I gotta give credit where it’s due, because writer Todd Matthy really has taken on a handful in this project. First, the obvious riffs on well-established and loved properties as the subjects of his satirical spin. The noble Centurions, led by the mighty Ultimus (totally not Optimus)… the evil Decimators, led by the tyrannical Tyrannis (which to be fair sounds nothing at all like Megatron)… a group of courageous Princesses able to enchant helpless animals through the power of song. This story is practically a bullet-point presentation on how to rope in fans of all ages. I’m a middle-aged man and it got me. That it was written to the sensibilities of a much younger audience is irrelevant. The ease with which the various elements are brought together with unapologetic glee is infectious. And just to make sure he got my attention (yeah, I’m taking this a little personally), Matthy even threw in Princess piloted battle mechs (not Battlemechs… again, a totally different thing) to lead the charge! Okay, I’m sure “ease” isn’t the word I should be using If Matthy didn’t have moments of hair pulling frustration, the man should be sainted. Or knighted.

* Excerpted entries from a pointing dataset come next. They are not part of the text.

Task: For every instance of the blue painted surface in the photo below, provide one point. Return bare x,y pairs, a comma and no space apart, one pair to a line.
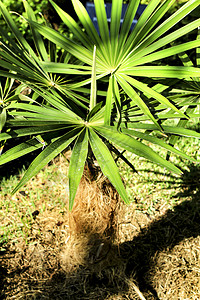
91,11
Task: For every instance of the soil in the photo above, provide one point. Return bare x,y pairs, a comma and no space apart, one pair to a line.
106,250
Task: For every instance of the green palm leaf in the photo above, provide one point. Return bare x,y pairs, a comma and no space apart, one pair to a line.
77,163
47,155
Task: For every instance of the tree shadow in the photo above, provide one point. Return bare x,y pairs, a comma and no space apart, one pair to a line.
107,271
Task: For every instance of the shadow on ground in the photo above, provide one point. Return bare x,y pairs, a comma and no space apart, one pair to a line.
108,268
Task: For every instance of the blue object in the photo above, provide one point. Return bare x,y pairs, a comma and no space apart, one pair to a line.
92,13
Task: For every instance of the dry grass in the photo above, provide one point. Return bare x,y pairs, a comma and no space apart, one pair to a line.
102,249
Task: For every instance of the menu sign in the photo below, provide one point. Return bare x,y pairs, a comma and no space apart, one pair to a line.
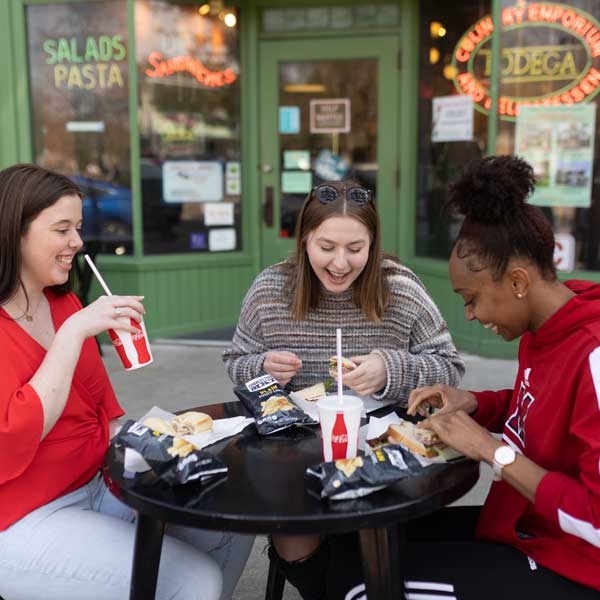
558,141
330,116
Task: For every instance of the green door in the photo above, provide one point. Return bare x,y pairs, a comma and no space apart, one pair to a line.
329,109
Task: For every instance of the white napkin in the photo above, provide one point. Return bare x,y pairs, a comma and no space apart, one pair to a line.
222,428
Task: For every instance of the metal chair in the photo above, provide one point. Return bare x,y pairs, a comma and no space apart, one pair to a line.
275,582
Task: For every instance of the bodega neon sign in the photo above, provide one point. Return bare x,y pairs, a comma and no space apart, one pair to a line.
531,63
165,67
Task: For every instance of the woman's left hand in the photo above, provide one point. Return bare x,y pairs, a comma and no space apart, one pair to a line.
369,377
461,432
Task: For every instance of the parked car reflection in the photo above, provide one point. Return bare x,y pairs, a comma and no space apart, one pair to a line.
106,211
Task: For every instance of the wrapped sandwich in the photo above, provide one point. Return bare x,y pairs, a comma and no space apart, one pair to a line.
173,459
188,423
347,366
419,440
357,477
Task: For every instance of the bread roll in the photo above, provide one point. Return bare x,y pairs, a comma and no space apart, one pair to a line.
407,434
192,422
347,366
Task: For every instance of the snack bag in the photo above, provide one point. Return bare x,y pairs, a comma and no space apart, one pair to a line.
173,459
357,477
271,407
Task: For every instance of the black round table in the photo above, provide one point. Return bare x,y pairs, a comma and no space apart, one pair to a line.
266,491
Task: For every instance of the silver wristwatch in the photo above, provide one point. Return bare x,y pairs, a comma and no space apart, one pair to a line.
503,456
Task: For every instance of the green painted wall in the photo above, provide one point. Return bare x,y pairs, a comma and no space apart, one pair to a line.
186,293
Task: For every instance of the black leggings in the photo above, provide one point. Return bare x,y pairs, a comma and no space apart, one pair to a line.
441,560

Are there sainted knights? Knighted saints?

Maybe we’ll come back to that…

Of course, for a project like this the art is going to be crucial. Everything has to look just right to be able to tie these very different components together. On board to carry the load almost single-handedly is Nicolas Chapuis, our second candidate for knighted sainthood. The style for a title like Robots vs Princesses would have to meld two very disparate themes together. Chapuis does it like it was magic (maybe he had a Princess singing in his ear? Or a robot? Maybe a robot princess?). I wouldn’t have even known where to begin. Granted, the look for the robots might lean a little more toward Bots who Go (not GoBots… at all) than the more well received robots in disguise, but that was a pretty smart choice. That look blends with the Princesses and their world of Harmonia with less of a jarring clash than more manga-inspired automatons might have. As for those Princesses, their look is an obvious a tip of the hat to their inspirations. The final touch is in the colors… Nothing but the brightest, most pastel-inspired palette would do for a book like this. With nary a shadow to be found, Chapuis maintains the story’s tone while avoiding the very real danger of sending readers into sugar-shock.

Keeping in mind that Robots vs Princesses is intended to be a kid friendly book, there are going to be aspects of it that may not hit the mark for adult readers. If that’s going to be a sticking point for you, particularly if you’re a parent, I think I should remind you that we’re talking about a comicbook. If you need something a little heavier in order to find fulfillment, I can recommend some other likely prospects for you.

But, if you’re interested in some light reading that you could enjoy with your younglings, Robots vs Princesses could serve your needs.